Mark Sherman finds a 2nd Half Superbowl Commercial Sexist Against Boys (and Men)
Like many millions of people, I was pretty much glued to my television screen last night, watching the Super Bowl. And though the thing that everyone will remember about this particular game was what has already been called one of the greatest gaffes in sports history, the play call at the end of the game, which allowed the New England Patriots to beat the Seattle Seahawks, I will also remember at least one commercial.
Even people who are not interested in football watch the commercials. They have become increasingly expensive over the years, so that by last night a 30-second spot cost 4.5 million dollars. Obviously, this is because it is common knowledge that you will almost never have another broadcast with such a large viewership. Last year, the audience in the United States was 110 million, and there’s reason to believe there were even more viewers last night.

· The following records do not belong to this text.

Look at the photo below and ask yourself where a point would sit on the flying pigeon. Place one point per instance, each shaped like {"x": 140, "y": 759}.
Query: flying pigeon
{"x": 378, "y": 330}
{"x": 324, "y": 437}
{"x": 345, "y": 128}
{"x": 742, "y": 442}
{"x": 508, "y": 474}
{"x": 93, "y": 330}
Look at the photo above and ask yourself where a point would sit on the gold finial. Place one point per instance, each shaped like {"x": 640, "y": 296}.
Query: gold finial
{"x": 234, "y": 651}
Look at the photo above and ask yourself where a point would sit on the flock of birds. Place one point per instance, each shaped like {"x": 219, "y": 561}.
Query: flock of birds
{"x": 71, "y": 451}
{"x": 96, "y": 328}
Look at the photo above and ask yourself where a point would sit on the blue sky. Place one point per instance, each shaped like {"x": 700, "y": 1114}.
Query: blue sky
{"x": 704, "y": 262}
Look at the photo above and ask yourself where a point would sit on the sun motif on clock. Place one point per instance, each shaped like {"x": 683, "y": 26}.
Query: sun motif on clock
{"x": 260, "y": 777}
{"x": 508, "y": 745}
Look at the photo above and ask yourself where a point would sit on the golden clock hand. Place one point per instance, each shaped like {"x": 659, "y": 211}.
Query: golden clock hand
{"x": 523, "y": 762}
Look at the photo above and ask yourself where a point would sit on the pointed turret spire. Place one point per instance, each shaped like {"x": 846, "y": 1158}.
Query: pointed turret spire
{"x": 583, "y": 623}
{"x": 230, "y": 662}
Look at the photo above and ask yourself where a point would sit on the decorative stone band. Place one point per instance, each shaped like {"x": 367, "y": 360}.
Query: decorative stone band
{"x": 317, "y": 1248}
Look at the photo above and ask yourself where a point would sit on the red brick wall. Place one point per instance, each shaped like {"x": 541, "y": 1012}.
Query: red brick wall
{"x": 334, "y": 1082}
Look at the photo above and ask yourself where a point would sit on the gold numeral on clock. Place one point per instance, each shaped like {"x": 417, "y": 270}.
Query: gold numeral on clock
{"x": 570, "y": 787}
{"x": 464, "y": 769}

The companies buying this time will obviously spend a large amount of money to produce the most creative and clever ads they can, so it is truly disappointing when a company — in this case, T-Mobile – runs an ad with the very talented Sarah Silverman and Chelsea Handler, only to include in their commercial – seen by more than 100 million Americans – a blatantly sexist line.
The ad shows the two women going back and forth trying to one-up each other on all the places where they are able to get Wi-Fi, including Handler’s “subterranean petting zoo,” Silverman’s trophy room, Handler’s “figure skating basement,” and, near the end – at 0:18 – Silverman’s underground delivery room.
Silverman is handing the baby to the new mother, with the father standing nearby, and after saying to Handler, “Sounds great from my underground delivery room,” she says to the mother, “Sorry, it’s a boy.”
I was taking notes on the commercials about whatever gender implications they might have, and I had been very happy to see at least a couple of ads which focused favorably on fathers. This is progress, I thought. But then, in the second half, there was this one, and I reacted angrily. Actually, at first I thought maybe I had misheard the line, so I played it again.
There it was. I had heard it right.
“This is sexist, isn’t it?” I said to my wife. I was still a little incredulous.
“It is,” she said,
The ads focusing favorably on fathers is a great step in the right direction. But to have the line “Sorry, it’s a boy” in a commercial viewed by more than 100 million Americans is a step backward. As one person wrote in a comment to an article about it, “This commercial was disgusting. As far as I’m concerned they committed a hate crime against all men. I fired T-Mobile and switched carriers because this commercial offended me.”
And let’s face it, however much the Internet lit up with people upset about the ad – and it did — that would be a mere blip compared to what would have happened if the line had been “Sorry, it’s a girl.”
I am very involved with a group trying to encourage the President to establish a White House Council on Boys and Men to address issues like this, and ones even more important, such boys lagging well behind girls at all levels of schooling, committing suicide at far higher numbers, going to prison at a far higher rate, and on and on. There is a White House Council on Women and Girls, which the President established shortly after taking office in 2009, but thus far there has been no action to establish a parallel one for boys and men.
But commercials like this one show that the time has more than come. There is no excuse for nonchalantly putting boys down that way. As the father of three sons and the grandfather of four grandsons, I find it especially outrageous. But we should all be outraged.
Sorry, it’s a boy? I’m sorry that such a commercial would air, and on probably the most watched show on national television. And T-Mobile should be really sorry that this is the best they could come up with.